Cunha e Abner, que tem 260 mil seguidores no Twitter, são amigos, torcem juntos pelo Flamengo e, no episódio do beijo gay na novela Amor à Vida, manifestaram-se duramente nas redes sociais. "Não poderia deixar de expressar a minha repulsa pela cena da TV de beijo gay. Daqui a pouco vão colocar cenas de sexo gay", disparou Cunha.
Noves fora as discussões morais e religiosas - um discurso moldado para o seu eleitorado -, o fato é que Cunha se agigantou. É líder do PMDB e controla o blocão, grupo superior a 250 parlamentares insatisfeitos com o governo criado para atazanar Dilma em troca de vantagens. Cunha ganhou o respeito dos comandados pela capacidade incomum de estar 24 horas conectado - "Acooooorda!" é a primeira mensagem que envia no dia a correligionários com quem deseja falar. Chega cedo e sai tarde do Congresso, conhece os atalhos, domina o regimento e se move nos bastidores como ninguém.
Dilma ameaçou isolá-lo e recebeu resposta imediata. Em dois dias, o Congresso aprovou uma comissão externa para investigar suspeitas de propina na Petrobras e chamou 10 ministros para dar explicações em comissões da Casa. É hoje, sem dúvida, o deputado mais poderoso do Brasil.

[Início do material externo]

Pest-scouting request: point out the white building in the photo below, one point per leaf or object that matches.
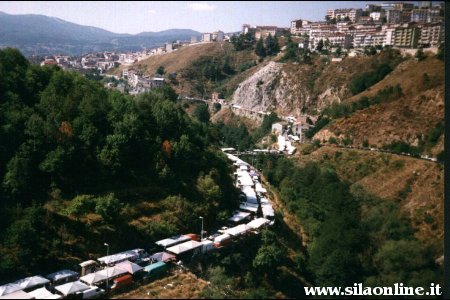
(206, 37)
(343, 13)
(218, 36)
(377, 15)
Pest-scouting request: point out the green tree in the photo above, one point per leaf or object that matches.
(160, 70)
(272, 46)
(319, 46)
(260, 50)
(420, 55)
(108, 206)
(291, 50)
(201, 112)
(227, 69)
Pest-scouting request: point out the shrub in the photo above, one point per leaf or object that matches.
(109, 207)
(81, 205)
(366, 80)
(365, 143)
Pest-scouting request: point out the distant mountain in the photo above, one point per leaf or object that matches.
(40, 35)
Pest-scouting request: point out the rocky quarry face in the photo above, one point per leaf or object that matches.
(256, 92)
(286, 90)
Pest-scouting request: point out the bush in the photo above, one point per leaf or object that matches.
(80, 205)
(441, 156)
(365, 143)
(322, 122)
(201, 113)
(366, 80)
(109, 207)
(217, 107)
(246, 66)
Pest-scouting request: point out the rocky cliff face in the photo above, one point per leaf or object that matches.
(290, 89)
(256, 92)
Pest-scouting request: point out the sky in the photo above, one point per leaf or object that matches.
(204, 16)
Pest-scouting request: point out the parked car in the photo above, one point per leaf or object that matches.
(122, 282)
(93, 293)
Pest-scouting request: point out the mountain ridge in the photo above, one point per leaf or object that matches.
(43, 35)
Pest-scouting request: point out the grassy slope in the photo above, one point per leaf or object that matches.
(387, 176)
(185, 286)
(186, 57)
(417, 112)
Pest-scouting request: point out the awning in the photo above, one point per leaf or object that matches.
(257, 223)
(72, 288)
(154, 266)
(119, 257)
(9, 288)
(237, 230)
(32, 281)
(173, 240)
(250, 207)
(129, 267)
(112, 272)
(43, 293)
(17, 295)
(163, 256)
(61, 275)
(239, 216)
(184, 247)
(93, 278)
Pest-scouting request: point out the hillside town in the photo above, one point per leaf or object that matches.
(125, 270)
(347, 31)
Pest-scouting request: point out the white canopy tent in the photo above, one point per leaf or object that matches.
(244, 178)
(71, 288)
(60, 275)
(239, 216)
(43, 293)
(9, 288)
(17, 295)
(173, 240)
(122, 256)
(32, 281)
(237, 230)
(129, 267)
(184, 247)
(93, 278)
(250, 207)
(250, 194)
(258, 223)
(112, 272)
(268, 210)
(259, 188)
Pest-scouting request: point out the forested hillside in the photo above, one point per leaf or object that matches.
(81, 165)
(353, 236)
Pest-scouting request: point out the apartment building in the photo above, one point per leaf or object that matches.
(406, 36)
(342, 13)
(431, 34)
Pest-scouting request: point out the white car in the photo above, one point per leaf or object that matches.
(93, 293)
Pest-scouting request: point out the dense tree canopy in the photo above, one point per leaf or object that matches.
(61, 133)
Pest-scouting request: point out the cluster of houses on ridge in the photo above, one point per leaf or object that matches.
(126, 269)
(395, 24)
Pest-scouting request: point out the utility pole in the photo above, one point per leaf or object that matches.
(107, 254)
(201, 233)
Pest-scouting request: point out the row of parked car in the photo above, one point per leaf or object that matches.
(120, 271)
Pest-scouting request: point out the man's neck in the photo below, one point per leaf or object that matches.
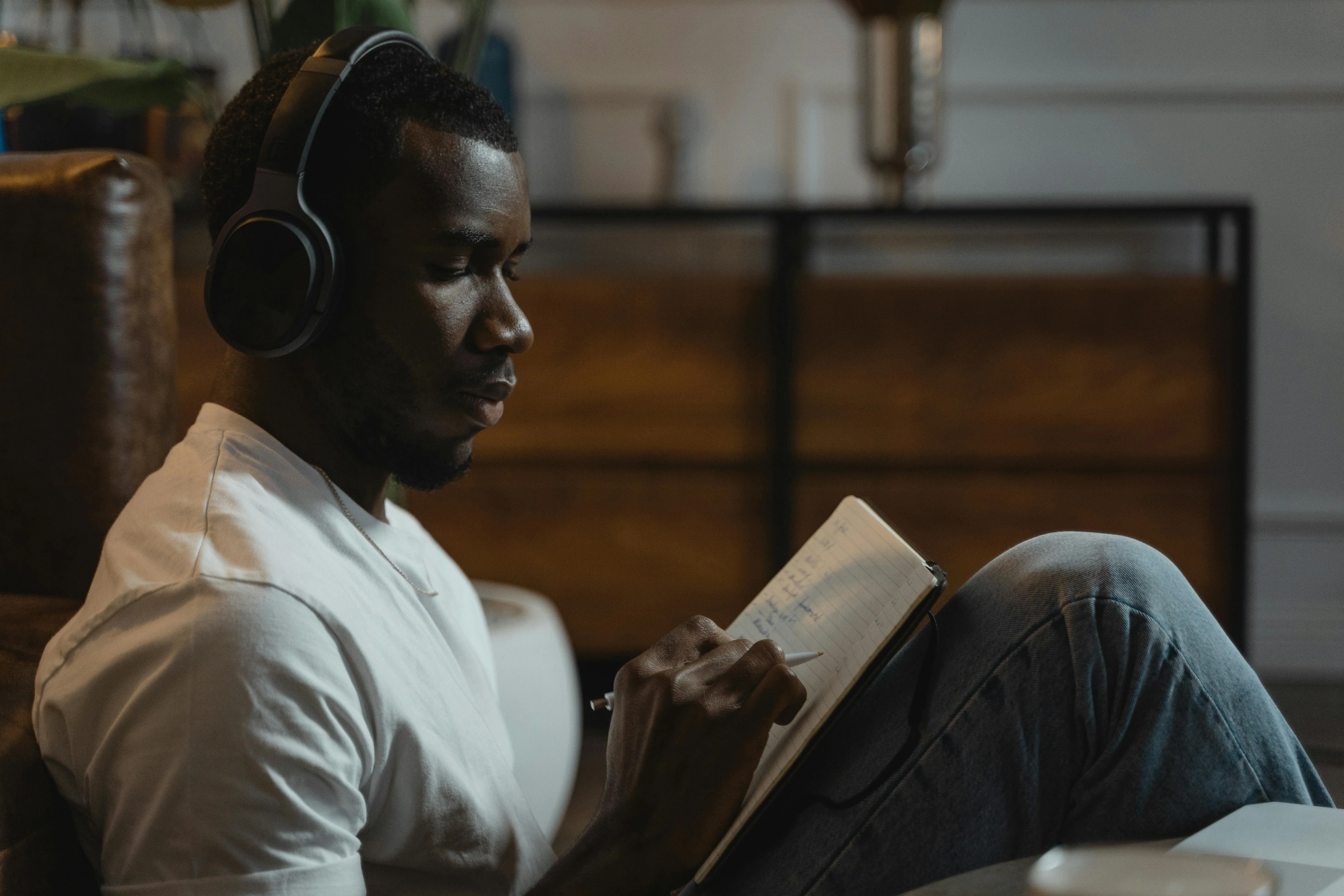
(276, 397)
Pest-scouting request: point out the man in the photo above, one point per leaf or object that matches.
(280, 684)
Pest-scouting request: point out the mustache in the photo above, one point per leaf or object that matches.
(502, 371)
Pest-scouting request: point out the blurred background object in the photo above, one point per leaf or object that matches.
(1135, 871)
(901, 92)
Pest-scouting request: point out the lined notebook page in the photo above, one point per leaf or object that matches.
(845, 593)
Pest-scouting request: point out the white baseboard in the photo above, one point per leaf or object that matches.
(1296, 604)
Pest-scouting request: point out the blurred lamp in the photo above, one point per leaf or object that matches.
(901, 81)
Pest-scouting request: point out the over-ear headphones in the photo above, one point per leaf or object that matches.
(275, 273)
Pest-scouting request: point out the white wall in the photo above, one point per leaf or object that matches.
(1046, 100)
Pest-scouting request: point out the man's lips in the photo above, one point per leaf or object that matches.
(484, 402)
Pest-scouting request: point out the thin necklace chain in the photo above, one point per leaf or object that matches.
(368, 538)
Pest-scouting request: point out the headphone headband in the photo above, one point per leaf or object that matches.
(295, 124)
(276, 269)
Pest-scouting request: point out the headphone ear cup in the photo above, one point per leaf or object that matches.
(264, 285)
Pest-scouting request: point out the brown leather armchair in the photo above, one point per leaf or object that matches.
(88, 338)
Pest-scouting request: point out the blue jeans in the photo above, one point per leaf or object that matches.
(1080, 692)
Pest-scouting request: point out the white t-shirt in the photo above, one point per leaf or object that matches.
(253, 700)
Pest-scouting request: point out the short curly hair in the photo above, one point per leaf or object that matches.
(361, 138)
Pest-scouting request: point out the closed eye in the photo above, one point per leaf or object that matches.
(443, 273)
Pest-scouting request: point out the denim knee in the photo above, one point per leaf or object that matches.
(1050, 572)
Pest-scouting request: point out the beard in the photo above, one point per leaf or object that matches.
(376, 398)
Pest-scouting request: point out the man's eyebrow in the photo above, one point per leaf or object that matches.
(466, 237)
(470, 237)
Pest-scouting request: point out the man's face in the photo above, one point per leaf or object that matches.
(421, 361)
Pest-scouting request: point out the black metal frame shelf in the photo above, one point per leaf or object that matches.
(1228, 236)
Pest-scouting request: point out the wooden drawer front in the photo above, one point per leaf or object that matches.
(964, 520)
(1011, 370)
(667, 369)
(626, 555)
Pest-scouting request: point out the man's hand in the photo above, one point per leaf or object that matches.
(691, 719)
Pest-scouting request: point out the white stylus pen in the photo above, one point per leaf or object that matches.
(790, 660)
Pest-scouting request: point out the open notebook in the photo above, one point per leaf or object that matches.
(857, 592)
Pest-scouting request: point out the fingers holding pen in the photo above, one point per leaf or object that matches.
(779, 698)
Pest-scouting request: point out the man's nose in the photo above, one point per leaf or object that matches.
(501, 324)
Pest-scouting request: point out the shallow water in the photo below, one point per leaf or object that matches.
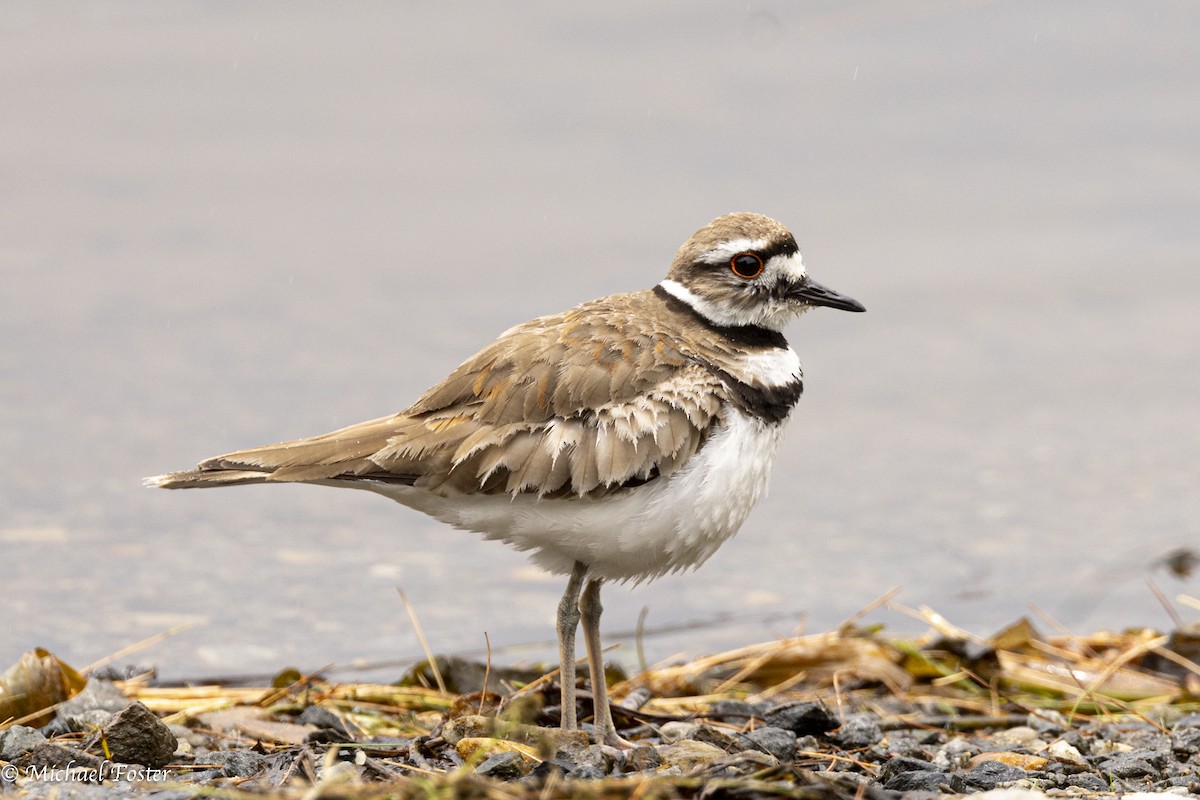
(225, 226)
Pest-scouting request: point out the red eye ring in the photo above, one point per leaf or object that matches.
(747, 265)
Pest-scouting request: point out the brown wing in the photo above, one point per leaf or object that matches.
(579, 403)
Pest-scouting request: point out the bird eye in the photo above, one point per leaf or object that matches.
(747, 265)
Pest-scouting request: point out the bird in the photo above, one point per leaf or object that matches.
(619, 440)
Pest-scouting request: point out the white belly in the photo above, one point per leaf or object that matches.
(665, 525)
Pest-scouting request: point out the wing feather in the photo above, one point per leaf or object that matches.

Esse não é o primeiro embate no governo em que o peemedebista mostrou sua força. Na votação da MP dos Portos já havia assumido o papel de inimigo número 1 do governo ao impor uma emenda que garantia a renovação automática das concessões nos terminais portuários. Em jogo, interesses de gigantes do setor, entre elas a AMC Holding, do Grupo Libra, que controla o Porto de Santos e cujas operações são atribuídas ao banqueiro Daniel Dantas. A AMC doou dinheiro para a campanha do PMDB fluminense.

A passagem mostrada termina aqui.